Q: Can I get a substantial underpayment penalty abated based on incorrect advice given to me by my accountant?
My 2020 return was audited, and the IRS sent me a 30-day letter proposing a substantial underpayment penalty based on disallowed business deductions that my accountant told me I was entitled to.
You will need to protest the 30-day letter's proposed adjustments. Generally, a taxpayer who can show "reasonable cause" has a good chance of securing penalty relief. Fully informed advice from a competent tax advisor is a solid ground for showing reasonable cause and obtaining such relief. Taxpayers are eligible for relief when they rely on actual advice from a tax professional (professional judgment or analysis of a tax advisor) as compared to the “tax preparation” or clerical tasks that are carried out in the preparation of the return itself.
If you in fact relied upon the erroneous advice from a tax professional, you must generally make the following showings: that the advisor was a competent tax professional who had sufficient expertise to justify reliance on such advice, you accurately provided all the necessary information to the advisor, the advisor must be a person other than yourself in which you reasonably relied in good faith on the advice rendered from such individual, and that such individual actually rendered the advice (the advice regarding the analysis and conclusion was in fact communicated to you).
This determination must consider all pertinent facts and circumstances.

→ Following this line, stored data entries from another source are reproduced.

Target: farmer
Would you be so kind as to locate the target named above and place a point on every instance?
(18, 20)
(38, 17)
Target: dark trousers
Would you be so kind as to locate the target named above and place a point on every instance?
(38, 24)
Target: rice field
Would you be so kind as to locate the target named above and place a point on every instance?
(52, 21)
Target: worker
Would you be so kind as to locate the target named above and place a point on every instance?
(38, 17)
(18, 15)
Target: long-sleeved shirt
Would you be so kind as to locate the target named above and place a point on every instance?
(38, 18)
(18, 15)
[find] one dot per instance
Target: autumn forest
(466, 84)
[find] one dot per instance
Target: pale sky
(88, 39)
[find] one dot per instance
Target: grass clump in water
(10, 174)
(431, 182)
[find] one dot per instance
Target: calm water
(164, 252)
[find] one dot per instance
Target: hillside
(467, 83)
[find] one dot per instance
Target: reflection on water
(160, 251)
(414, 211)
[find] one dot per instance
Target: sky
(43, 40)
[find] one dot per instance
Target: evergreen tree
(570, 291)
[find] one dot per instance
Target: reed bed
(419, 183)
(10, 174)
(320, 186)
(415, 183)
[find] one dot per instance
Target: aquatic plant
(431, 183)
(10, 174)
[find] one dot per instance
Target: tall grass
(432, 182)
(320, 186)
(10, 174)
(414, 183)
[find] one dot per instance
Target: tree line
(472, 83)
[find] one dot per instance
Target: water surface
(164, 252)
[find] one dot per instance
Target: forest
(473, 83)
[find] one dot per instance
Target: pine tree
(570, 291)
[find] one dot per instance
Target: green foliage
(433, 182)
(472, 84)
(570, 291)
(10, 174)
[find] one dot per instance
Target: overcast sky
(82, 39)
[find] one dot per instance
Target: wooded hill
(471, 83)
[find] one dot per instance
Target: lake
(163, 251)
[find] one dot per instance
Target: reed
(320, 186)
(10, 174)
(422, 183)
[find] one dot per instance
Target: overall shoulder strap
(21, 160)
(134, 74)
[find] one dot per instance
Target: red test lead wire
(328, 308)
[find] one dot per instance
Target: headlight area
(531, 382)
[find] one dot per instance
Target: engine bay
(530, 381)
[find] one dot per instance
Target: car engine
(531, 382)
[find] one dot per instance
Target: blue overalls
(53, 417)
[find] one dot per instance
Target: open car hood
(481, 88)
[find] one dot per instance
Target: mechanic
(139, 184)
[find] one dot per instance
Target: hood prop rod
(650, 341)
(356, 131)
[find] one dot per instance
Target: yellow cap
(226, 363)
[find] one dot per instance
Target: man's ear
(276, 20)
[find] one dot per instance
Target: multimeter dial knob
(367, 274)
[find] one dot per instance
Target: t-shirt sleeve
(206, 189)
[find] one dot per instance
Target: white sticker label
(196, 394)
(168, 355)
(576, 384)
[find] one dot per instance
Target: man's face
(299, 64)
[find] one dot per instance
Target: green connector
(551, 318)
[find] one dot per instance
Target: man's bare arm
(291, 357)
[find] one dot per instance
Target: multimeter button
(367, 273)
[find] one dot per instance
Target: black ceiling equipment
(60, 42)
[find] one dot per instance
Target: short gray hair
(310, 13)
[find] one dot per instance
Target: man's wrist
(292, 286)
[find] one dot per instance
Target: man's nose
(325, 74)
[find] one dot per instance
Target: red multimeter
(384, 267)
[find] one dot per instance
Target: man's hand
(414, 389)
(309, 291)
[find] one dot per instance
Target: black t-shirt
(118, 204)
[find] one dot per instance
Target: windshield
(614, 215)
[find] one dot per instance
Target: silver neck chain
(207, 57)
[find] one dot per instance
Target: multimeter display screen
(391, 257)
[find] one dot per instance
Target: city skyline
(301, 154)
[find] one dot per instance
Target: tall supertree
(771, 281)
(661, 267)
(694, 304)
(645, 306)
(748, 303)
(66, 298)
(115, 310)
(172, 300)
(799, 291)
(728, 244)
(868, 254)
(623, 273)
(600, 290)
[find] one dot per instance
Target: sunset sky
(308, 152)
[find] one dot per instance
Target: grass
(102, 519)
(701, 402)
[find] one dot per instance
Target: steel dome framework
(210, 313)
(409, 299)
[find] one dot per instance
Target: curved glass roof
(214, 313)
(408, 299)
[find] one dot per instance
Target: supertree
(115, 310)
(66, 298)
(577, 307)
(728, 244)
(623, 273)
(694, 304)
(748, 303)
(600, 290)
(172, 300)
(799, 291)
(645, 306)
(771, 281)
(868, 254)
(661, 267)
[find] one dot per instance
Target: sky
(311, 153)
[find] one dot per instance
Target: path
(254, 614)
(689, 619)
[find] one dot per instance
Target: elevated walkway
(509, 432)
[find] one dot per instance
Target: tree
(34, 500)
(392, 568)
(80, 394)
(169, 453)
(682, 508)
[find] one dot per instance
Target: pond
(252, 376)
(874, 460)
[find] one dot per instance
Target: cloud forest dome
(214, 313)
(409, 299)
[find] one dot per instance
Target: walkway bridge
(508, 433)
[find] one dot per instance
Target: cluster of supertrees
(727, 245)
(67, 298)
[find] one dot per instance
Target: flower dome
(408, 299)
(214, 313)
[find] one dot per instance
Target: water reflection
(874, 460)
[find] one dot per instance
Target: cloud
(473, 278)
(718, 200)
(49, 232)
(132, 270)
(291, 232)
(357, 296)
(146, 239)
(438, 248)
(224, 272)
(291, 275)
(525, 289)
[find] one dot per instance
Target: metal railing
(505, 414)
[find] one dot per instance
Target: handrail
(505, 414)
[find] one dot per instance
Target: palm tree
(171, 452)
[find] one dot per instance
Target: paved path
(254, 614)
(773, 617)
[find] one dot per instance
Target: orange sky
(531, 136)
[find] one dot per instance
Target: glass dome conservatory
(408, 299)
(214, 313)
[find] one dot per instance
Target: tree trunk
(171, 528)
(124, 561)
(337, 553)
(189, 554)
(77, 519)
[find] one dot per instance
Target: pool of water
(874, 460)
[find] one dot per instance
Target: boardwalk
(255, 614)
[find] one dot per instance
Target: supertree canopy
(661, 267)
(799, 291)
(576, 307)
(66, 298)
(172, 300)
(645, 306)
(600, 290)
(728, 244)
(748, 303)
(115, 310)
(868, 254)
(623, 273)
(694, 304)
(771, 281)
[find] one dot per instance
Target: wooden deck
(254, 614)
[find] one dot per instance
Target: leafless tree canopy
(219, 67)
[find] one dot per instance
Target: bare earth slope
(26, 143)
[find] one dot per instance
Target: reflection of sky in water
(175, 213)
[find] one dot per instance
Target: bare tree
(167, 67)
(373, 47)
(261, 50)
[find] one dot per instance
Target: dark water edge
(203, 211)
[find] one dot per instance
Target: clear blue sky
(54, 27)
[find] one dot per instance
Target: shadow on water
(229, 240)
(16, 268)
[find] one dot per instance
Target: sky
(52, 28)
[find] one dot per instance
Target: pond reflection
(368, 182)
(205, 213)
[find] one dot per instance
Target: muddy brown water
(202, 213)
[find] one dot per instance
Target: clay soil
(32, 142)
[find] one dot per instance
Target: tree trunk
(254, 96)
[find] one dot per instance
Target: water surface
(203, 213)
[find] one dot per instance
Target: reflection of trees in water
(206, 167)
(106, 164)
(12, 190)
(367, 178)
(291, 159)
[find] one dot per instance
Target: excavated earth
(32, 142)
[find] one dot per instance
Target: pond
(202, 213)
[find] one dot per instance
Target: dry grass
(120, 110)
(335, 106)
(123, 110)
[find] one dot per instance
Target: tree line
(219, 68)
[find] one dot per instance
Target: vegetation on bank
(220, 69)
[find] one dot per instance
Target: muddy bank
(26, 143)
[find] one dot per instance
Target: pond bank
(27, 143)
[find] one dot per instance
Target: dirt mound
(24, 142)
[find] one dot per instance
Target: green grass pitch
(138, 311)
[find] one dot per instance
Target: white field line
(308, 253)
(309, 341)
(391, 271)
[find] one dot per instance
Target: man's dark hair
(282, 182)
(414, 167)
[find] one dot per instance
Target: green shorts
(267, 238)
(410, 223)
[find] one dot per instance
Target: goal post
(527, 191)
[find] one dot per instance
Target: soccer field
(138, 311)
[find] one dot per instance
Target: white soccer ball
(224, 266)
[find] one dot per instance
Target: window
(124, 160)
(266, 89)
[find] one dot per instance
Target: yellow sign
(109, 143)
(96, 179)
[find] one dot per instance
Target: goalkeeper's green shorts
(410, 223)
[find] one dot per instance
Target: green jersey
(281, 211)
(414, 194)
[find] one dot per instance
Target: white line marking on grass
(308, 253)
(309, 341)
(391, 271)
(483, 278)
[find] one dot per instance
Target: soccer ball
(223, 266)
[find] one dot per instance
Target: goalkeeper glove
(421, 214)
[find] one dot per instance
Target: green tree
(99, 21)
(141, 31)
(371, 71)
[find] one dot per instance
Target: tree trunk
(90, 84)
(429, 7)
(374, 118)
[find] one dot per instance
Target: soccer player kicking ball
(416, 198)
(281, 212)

Some additional factors that will be relevant to this analysis include: whether the tax advisor was competent with respect to the specific tax matter at issue, whether the advisor was furnished with all relevant and necessary information to make a determination/conclusion, whether your reliance on the tax advice was reasonable (taking into account your education, sophistication with tax law, etc.) and whether the advice was based on reasonable factual or legal assumptions. One last important consideration is whether the position a tax advisor is recommending is “too good to be true” in the sense that the tax benefits proposed far outweigh the cost. When a tax benefit is too good to be true, you should be asking additional questions.
Remember, accountant and CPA are not the same thing! The protest process does require some finesse (and some additional facts), but I would say the prognosis is positive.